Due to a bad micro-blower, I now have two of these hexagon heat-breaks that are clogged. (Photos attached)

I’ve not found any good info online for how to fix these and I really don’t want to spend $70 on a new one.
One of them clogged on the first day I installed it.

The clogged material is eSun PLA+

I tried the cold pull / atomic pull with no luck.

I’ve heard about various methods along the lines of using a blow torch to heat the entire part up or tiny drill bits.
I don’t own a blow torch or drill bits that small, but I could buy them if necessary.

One of my heat breaks has the nozzle removed.
The other (new) heat break has the nozzle attached.

Thank you for any help!
I really need to get my printer up and running ASAP for a client project.

Best,

Jack


With pla, an easy way is find the closest thing to a 3mm wire rod you can find, heat the hot end up using the built in heater while holding it securely with tongs, and attempt to manually force the plastic out by using that wire as a plunger, if it goes, you don’t have a clog, you have a nozzle too close to the bed or overextrusion problem. If it doesn’t go, with the hot end at 160 or so, attempt to remove the nozzle itself. This will void your hot end warranty, but your in a hurry. Don’t remove it cold, you’ll snap it. Even attempting a removal warm may snap it. To remove the nozzle, power off the heater once you reach 160 or so, then use an insulated crescent wrench or a normal one with a hotpad to brace the heater block, then a smaller wrench to remove the nozzle. Then heat it back up and repeat the wire plunger trick. Let it cool back down, clean the nozzle threads, try and dig any debris out of the nozzle, consider buying a new nozzle since just the nozzle is cheap and prime ones on Amazon could be there Tuesday for a compatable 3mm e3dv6 nozzle. Then put it back together.

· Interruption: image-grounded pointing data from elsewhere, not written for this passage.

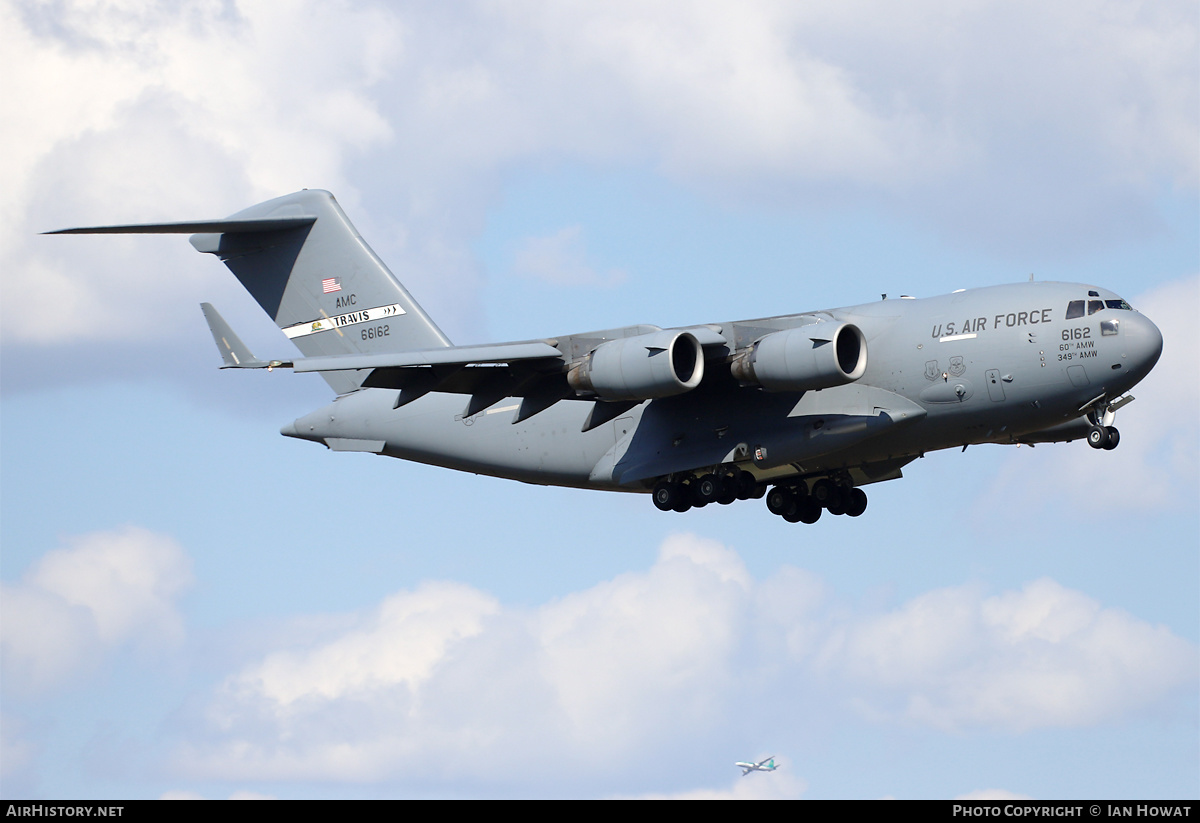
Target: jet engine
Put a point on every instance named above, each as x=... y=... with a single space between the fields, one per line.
x=659 y=364
x=819 y=355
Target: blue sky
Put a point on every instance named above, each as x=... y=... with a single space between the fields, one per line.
x=195 y=606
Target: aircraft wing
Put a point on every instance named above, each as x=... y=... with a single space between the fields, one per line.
x=453 y=355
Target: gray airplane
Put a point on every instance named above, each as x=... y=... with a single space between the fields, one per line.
x=803 y=409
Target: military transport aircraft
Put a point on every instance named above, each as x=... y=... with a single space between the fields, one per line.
x=804 y=409
x=761 y=766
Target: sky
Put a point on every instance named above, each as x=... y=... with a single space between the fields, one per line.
x=193 y=606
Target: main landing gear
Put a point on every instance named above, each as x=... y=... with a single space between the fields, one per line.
x=793 y=502
x=797 y=504
x=699 y=492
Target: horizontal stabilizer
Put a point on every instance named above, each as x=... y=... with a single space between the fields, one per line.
x=234 y=353
x=226 y=226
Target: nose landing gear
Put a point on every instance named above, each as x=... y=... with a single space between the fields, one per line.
x=1104 y=437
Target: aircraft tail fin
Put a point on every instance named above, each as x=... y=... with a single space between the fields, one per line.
x=307 y=266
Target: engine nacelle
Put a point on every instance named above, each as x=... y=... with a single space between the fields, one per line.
x=659 y=364
x=819 y=355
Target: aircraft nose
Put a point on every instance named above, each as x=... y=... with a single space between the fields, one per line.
x=1144 y=344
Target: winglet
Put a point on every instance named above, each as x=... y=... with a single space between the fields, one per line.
x=234 y=353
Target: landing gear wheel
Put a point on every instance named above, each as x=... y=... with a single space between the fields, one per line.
x=665 y=496
x=857 y=502
x=705 y=490
x=1098 y=437
x=1114 y=438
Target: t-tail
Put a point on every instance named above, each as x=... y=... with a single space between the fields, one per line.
x=307 y=266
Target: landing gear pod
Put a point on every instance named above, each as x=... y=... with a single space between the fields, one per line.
x=659 y=364
x=819 y=355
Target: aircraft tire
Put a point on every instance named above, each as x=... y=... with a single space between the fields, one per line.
x=857 y=503
x=706 y=490
x=809 y=511
x=778 y=499
x=665 y=496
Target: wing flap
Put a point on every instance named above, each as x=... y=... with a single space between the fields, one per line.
x=454 y=355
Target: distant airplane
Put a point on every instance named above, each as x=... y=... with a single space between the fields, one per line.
x=761 y=766
x=789 y=407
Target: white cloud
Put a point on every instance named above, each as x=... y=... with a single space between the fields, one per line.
x=443 y=683
x=1157 y=464
x=105 y=590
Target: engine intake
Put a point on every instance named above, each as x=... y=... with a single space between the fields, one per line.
x=659 y=364
x=819 y=355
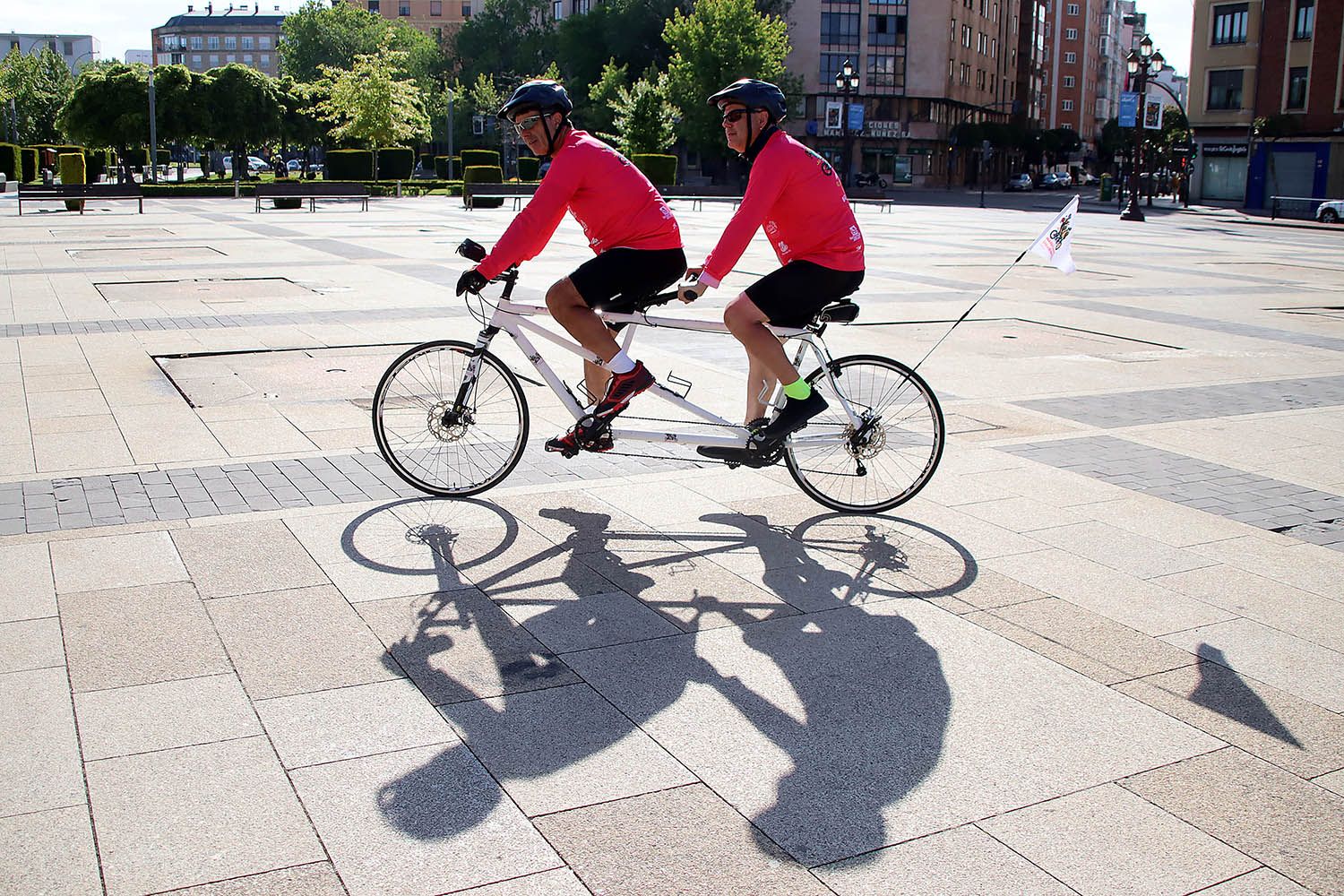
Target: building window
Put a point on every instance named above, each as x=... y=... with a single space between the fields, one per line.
x=1297 y=88
x=1304 y=23
x=1230 y=23
x=840 y=29
x=1225 y=89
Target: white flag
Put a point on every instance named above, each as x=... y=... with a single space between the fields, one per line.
x=1055 y=241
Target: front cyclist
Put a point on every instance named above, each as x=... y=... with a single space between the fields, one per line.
x=628 y=226
x=795 y=194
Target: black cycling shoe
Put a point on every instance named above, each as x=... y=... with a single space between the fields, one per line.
x=793 y=417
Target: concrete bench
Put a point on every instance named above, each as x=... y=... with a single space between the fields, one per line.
x=312 y=191
x=62 y=193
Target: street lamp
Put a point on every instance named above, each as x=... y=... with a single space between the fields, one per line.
x=1142 y=64
x=847 y=82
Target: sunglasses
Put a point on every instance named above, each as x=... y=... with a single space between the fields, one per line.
x=526 y=124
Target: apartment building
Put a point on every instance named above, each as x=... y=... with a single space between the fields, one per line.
x=211 y=37
x=75 y=48
x=924 y=69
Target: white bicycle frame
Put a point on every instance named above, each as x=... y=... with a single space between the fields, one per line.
x=513 y=319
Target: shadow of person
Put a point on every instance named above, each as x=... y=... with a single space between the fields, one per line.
x=1228 y=694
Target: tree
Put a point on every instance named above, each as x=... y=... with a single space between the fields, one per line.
x=39 y=86
x=109 y=108
x=370 y=102
x=717 y=43
x=644 y=117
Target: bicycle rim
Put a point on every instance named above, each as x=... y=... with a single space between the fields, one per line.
x=433 y=452
x=894 y=462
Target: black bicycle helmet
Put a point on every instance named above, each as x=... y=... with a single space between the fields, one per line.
x=545 y=96
x=754 y=94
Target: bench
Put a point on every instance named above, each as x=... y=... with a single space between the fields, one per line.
x=62 y=193
x=518 y=193
x=312 y=191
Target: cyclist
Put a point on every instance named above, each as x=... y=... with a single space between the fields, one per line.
x=796 y=195
x=628 y=226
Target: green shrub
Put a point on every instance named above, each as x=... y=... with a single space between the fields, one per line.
x=349 y=164
x=395 y=163
x=659 y=168
x=480 y=158
x=73 y=172
x=11 y=161
x=484 y=175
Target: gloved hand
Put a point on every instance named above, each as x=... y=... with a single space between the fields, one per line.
x=470 y=281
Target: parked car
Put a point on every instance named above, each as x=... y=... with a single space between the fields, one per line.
x=1331 y=212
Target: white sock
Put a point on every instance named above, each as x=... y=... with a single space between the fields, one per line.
x=620 y=363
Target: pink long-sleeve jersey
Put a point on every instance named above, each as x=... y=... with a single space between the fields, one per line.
x=610 y=199
x=795 y=194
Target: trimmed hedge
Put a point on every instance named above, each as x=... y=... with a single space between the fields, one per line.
x=484 y=175
x=73 y=172
x=395 y=163
x=349 y=164
x=11 y=161
x=659 y=168
x=480 y=158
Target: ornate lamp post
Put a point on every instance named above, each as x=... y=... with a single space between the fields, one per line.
x=847 y=82
x=1142 y=64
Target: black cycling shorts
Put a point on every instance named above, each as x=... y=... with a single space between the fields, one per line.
x=620 y=279
x=793 y=295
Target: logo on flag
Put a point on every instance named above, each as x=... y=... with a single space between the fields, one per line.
x=1054 y=244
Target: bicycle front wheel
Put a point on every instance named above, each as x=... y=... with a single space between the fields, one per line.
x=883 y=461
x=441 y=433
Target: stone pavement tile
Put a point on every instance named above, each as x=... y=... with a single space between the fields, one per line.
x=1133 y=602
x=39 y=755
x=1118 y=549
x=548 y=883
x=32 y=643
x=161 y=716
x=418 y=823
x=1262 y=720
x=1257 y=809
x=1262 y=882
x=48 y=852
x=677 y=841
x=1107 y=841
x=298 y=641
x=840 y=732
x=346 y=723
x=116 y=562
x=962 y=861
x=567 y=622
x=1265 y=654
x=564 y=748
x=139 y=635
x=1082 y=640
x=1279 y=606
x=246 y=557
x=196 y=814
x=26 y=587
x=459 y=645
x=317 y=879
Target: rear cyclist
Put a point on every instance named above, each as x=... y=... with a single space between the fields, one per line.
x=628 y=226
x=795 y=194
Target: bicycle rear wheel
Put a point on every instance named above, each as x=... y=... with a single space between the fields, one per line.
x=433 y=443
x=884 y=461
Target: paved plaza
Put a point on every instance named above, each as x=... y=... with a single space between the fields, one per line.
x=1101 y=653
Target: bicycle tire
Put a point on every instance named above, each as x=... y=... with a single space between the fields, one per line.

I do not recommend this way to anyone but:

An 1/8 inch drill bit is close enough to the right size for the feed path. But if you use one get a real cheap one as the heat will remove the temper in the bit. But pretty much anything like these two ideas(this one and the one above) voids the warranty. :frowning:

Be careful of the brass fitting in the top of the extruder, it will be very soft and damage easy when that hot.